アルトリウスの計画を上手く発動させるには、何はともあれ海賊達を砦に引付けなければならない。
途中で海賊達の足が鈍るような事があってはならないのだ。
しかし引き連れてきた荷馬車や荷車が1台でも捕まってしまえばこの計画は破綻する可能性がある。
今の所姿が見えるほどにまで追い付かれては居ないが、この調子で進めばギリギリ砦に到着する寸前ぐらいに海賊達が追いすがってくるだろう。
一戦交えるならば、アルトリウスに策がある。
それなりに犠牲も出るだろうが、この道無き道の中でも更に険しい隘路で待ち伏せて迎撃してしまえば良いのだ。
如何に相手が海賊達の船団で、自分達の100名に対して10倍以上の数が居るとしても特段怖いことは無い。
しかし税銀という重荷を背負ったことになっている以上、アルトリウスにはどうしても砦に敵を引付ける必要があるのだ。
もちろん砦で迎撃した方が敵により大きな痛手を与えられるという理由もある。
海賊達も砦が新たに造営されていることぐらいは知っているだろうが、良くも悪くもそれ以上の情報は無いはず。
最新鋭の投射兵器や、規定より遥かに多く設けられている弩砲や弩弓の事は知らないだろうし、それを率いているのがアルトリウスであることも、海賊にとっては無用の情報である上に、そもそもが伝わっていないだろう。

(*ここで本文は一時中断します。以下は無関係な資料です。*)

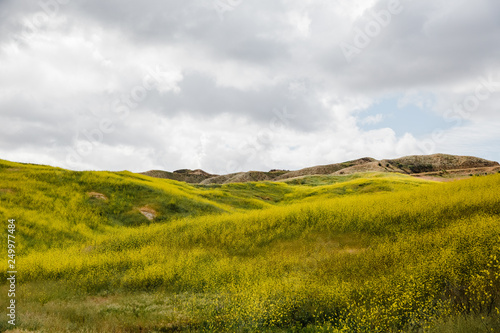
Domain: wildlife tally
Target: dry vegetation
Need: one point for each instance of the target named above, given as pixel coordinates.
(373, 252)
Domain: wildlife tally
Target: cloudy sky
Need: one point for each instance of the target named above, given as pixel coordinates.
(234, 85)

南方の勝利者の功績を知り、配備されている兵器や兵士達の情報を知れば海賊達も攻め方を少し考えたかも知れないが、アルトリウスが持ち込んだ税銀の魅力を失わしめるような情報は、そもそも存在しないにせよ彼らは得ていないのだ。
「急げである!」
アルトリウスの絶叫が原野に再度響いた。